What Does Not Work for Oral Language Instruction

So far, I have provided you with a small list of sample activities that will help students develop their oral language skills. If you are guided by the instructional strategies for oral language development, as well as the sub-skills that students need to learn, you can find or design many more effective instructional activities.

On the other hand, four common instructional strategies are either not effective or minimally effective.


Reason Why It Does Not Work

Sustained Silent Reading (SSR)

SSR does not require analysis, practice, correction, reflection, or discussion. There is no opportunity to interpret language use from multiple perspectives. SSR might help strengthen existing skills, but it does not help expand or increase skills.


Worksheets cannot engage students in analysis, discussion, practice, or reflection. There is no exploration of ideas or opportunities to interpret text/language from multiple perspectives.

*You could use some types of worksheets, such as graphic organizers, to help students prepare for discussion. By themselves, however, they are not effective for developing oral language skills.

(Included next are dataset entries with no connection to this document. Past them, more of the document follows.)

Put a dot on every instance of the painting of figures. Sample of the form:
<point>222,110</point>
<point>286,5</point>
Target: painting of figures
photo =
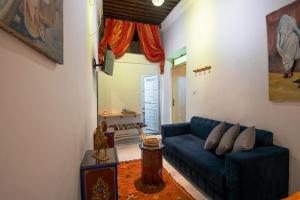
<point>284,53</point>
<point>39,23</point>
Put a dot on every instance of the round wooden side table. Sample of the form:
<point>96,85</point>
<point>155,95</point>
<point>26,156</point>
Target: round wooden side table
<point>151,164</point>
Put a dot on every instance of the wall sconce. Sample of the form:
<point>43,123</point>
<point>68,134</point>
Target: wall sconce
<point>203,69</point>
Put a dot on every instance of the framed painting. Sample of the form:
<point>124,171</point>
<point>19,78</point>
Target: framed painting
<point>284,53</point>
<point>38,23</point>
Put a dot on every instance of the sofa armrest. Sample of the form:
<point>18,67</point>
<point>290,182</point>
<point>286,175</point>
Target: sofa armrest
<point>170,130</point>
<point>262,173</point>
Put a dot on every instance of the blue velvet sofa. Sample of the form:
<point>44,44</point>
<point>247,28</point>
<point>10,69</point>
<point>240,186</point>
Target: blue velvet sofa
<point>259,174</point>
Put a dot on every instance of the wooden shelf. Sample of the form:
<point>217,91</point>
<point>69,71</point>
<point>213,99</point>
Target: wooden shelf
<point>110,115</point>
<point>118,127</point>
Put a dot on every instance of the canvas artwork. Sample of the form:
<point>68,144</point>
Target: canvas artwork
<point>39,23</point>
<point>284,53</point>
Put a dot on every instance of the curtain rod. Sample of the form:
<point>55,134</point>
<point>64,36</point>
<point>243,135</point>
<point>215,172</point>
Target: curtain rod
<point>134,63</point>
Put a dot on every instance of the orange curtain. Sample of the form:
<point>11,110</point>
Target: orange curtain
<point>118,34</point>
<point>151,43</point>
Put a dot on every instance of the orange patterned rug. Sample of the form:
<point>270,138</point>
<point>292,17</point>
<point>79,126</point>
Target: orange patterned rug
<point>132,188</point>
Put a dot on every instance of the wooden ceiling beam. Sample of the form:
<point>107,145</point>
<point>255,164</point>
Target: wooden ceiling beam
<point>109,6</point>
<point>131,13</point>
<point>133,19</point>
<point>122,5</point>
<point>148,3</point>
<point>138,10</point>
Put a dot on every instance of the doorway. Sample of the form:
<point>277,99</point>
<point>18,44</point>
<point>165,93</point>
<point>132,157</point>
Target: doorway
<point>151,104</point>
<point>179,93</point>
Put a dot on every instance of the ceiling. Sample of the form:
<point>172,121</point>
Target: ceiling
<point>138,10</point>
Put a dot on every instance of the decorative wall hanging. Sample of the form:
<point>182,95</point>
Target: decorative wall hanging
<point>38,23</point>
<point>202,69</point>
<point>284,53</point>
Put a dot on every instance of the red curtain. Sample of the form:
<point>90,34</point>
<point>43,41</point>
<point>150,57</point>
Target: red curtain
<point>118,34</point>
<point>151,43</point>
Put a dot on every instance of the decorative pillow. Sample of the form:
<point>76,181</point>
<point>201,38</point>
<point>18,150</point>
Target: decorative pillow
<point>227,140</point>
<point>214,137</point>
<point>245,141</point>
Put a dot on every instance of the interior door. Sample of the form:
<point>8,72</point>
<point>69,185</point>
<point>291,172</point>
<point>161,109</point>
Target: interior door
<point>179,94</point>
<point>151,102</point>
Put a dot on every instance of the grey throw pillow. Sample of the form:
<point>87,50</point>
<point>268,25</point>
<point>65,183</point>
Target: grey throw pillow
<point>214,137</point>
<point>227,140</point>
<point>246,140</point>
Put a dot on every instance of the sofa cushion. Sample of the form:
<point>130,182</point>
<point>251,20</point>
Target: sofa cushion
<point>190,149</point>
<point>245,141</point>
<point>214,137</point>
<point>201,127</point>
<point>227,140</point>
<point>263,138</point>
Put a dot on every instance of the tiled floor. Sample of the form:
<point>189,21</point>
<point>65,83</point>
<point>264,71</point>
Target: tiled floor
<point>132,151</point>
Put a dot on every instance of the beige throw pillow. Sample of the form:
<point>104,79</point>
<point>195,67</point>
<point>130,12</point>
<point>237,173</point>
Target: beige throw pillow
<point>214,137</point>
<point>245,141</point>
<point>227,140</point>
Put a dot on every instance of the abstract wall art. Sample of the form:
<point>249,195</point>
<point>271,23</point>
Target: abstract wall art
<point>38,23</point>
<point>283,28</point>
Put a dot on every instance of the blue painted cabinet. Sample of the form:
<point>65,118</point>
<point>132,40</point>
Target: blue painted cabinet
<point>99,178</point>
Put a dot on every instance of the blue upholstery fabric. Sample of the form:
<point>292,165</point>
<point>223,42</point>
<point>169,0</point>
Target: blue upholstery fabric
<point>261,173</point>
<point>263,138</point>
<point>258,174</point>
<point>192,152</point>
<point>201,127</point>
<point>171,130</point>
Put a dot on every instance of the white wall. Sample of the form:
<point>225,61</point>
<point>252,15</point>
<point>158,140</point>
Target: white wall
<point>123,89</point>
<point>48,112</point>
<point>232,37</point>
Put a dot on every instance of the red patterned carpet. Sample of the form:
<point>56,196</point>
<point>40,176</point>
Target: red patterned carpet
<point>132,188</point>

Individual Work (other than worksheets)*

When students work individually, they do not have the opportunity to reflect on or discuss text from multiple perspectives and can not broaden their understanding of language use.

*You could use some types of individual work as a preliminary step to help students prepare their ideas for discussion.

Computerized Instruction

Computerized instructional programs may assist somewhat with phonological skills or vocabulary, but they cannot assist with pragmatics and morphological skills. Those skills are too complex and too dependent upon individual interpretation, situational analysis, context, and culture. Computerized instruction is also very poor for helping students understand syntax.